Cloud providers have recently decentralized their wide-area network traffic engineering (TE) systems to contain the impact of TE controller failures. In the decentralized design, a controller fault only impacts its slice of the network, limiting the blast radius to a fraction of the network. However, we find that autonomous slice controllers can arrive at divergent traffic allocations that overload links by 30% beyond their capacity. We present Symphony, a decentralized TE system that addresses the challenge of divergence-induced congestion while preserving the fault-isolation benefits of decentralization. By augmenting TE objectives with quadratic regularization, Symphony makes traffic allocations robust to demand perturbations, ensuring TE controllers naturally converge to compatible allocations without coordination. In parallel, Symphony's randomized slicing algorithm partitions the network to minimize blast radius by distributing critical traffic sources across slices, preventing any single failure from becoming catastrophic. These innovations work in tandem: regularization ensures algorithmic stability to traffic allocations while intelligent slicing provides architectural resilience in the network. Through extensive evaluation on cloud provider WANs, we show Symphony reduces divergence-induced congestion by 14x and blast radius by 79% compared to current practice.

翻译：云服务提供商最近将其广域网流量工程系统去中心化，以限制流量工程控制器故障的影响。
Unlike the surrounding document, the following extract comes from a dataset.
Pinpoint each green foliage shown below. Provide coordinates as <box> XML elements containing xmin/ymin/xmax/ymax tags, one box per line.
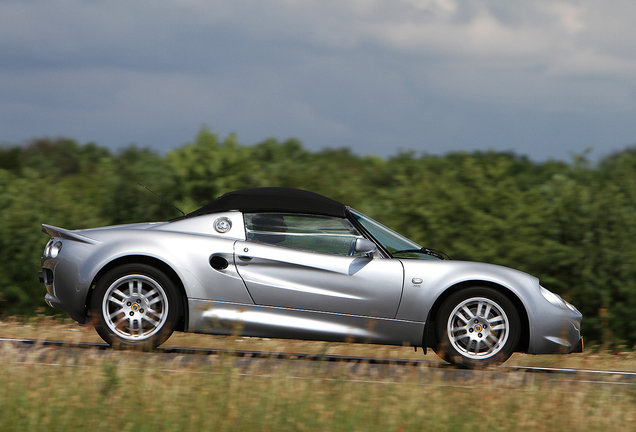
<box><xmin>167</xmin><ymin>129</ymin><xmax>260</xmax><ymax>211</ymax></box>
<box><xmin>104</xmin><ymin>146</ymin><xmax>179</xmax><ymax>224</ymax></box>
<box><xmin>1</xmin><ymin>132</ymin><xmax>636</xmax><ymax>347</ymax></box>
在去中心化设计中，控制器故障仅影响其网络切片，将爆炸半径限制在网络的一部分。然而，我们发现自主的切片控制器可能产生分歧性的流量分配，导致链路负载超出其容量30%。我们提出了Symphony，一个去中心化流量工程系统，它在保持去中心化故障隔离优势的同时，解决了分歧性拥塞的挑战。通过为流量工程目标函数添加二次正则化项，Symphony使流量分配对需求扰动具有鲁棒性，确保各流量工程控制器无需协调即可自然收敛到兼容的分配方案。同时，Symphony的随机切片算法通过对网络进行分区，将关键流量源分散到不同切片，以最小化爆炸半径，防止任何单一故障演变为灾难性事件。这些创新协同工作：正则化确保了流量分配的算法稳定性，而智能切片则提供了网络架构层面的弹性。通过在云提供商广域网上进行广泛评估，我们证明与当前实践相比，Symphony将分歧性拥塞减少了14倍，并将爆炸半径降低了79%。